Women's Rights in 1970s Europe

by Danielle Miller and Victoria Struys

On November 25, the IES, along with the Institute of Slavic, East European, and Eurasian Studies (ISEEES), and the Working Group for German History and Culture, was pleased to welcome Celia Donert from the University of Cambridge. In her paper, “The Working Women’s Charter: Women’s Rights between Socialist Internationalism and Neoliberalism in 1970s Europe,” Donert explored how proposals for a Working Women’s Charter developed through 1970s Europe. At times, proposals put forth by trade union movements and women’s groups in Europe crossed geographic and ideological barriers between communist Eastern Europe and the West, with many calling for equal rights to be integrated further into political and economic development goals of the decade and beyond. 

Donert began her lecture with the 1979 World Federation of Trade Unions’s introduction of rights to employment, equal pay, maternity leave and many others. Begun in 1940 to claim equal pay for equal work, the WFTU experienced conflicts over female laborers and social and economic rights during the Cold War, and was dismissed by critics as communist propaganda. Donert demonstrated that the narrative of feminism in the East offered a different perspective on discrimination against women. However, she insisted that even though conditions were different and socialist countries tried to reduce inequality, women were still not considered equal to men. In some of the countries of the Eastern bloc, pay discrimination toward women was also observed. Several charters for women’s rights were proposed, but it proved difficult to see them applied and accepted. 

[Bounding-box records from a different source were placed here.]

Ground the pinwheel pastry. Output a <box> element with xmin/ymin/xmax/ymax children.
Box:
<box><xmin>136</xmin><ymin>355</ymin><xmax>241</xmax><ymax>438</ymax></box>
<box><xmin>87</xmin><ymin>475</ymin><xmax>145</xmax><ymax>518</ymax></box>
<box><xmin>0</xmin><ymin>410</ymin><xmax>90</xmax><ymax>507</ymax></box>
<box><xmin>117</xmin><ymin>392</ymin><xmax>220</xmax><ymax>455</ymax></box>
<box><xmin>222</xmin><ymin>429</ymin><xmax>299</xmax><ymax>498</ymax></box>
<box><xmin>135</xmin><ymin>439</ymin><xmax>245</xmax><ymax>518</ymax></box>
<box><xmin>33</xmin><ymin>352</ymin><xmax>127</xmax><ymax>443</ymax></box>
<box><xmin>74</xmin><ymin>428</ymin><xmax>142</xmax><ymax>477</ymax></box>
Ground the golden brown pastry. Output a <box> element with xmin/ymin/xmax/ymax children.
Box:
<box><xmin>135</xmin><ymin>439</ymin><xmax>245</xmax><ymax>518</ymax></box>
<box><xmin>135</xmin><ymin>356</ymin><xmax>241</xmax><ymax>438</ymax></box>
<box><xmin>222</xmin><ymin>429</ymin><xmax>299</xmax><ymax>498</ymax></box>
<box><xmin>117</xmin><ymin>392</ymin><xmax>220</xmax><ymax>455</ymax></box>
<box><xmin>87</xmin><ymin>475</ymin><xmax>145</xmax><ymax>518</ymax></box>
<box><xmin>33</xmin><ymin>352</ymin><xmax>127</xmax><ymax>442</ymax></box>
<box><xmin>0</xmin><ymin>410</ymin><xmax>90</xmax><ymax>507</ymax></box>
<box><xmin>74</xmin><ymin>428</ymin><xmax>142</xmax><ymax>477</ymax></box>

During the Q&A, Donert spoke of the post-1989 transformation of discourse on women’s rights. Some scholars of gender studies, she noted, see “sexual rights” as the “final frontier of democratization” since the collapse of the Soviet Union. She noted that the weaponization of women’s rights by oppressive, autocratic regimes continues to pose a challenge for universal women’s rights. In addition, cultural and religious differences between countries’ notions of “freedom”— and the degree to which a state should intervene to guarantee it— prove difficult to reconcile. When asked what happened to Eastern European women’s rights organizations after the fall of communism, Donert noted that several women continued activism at a broad, European level, even joining social lobbies funded by the EU.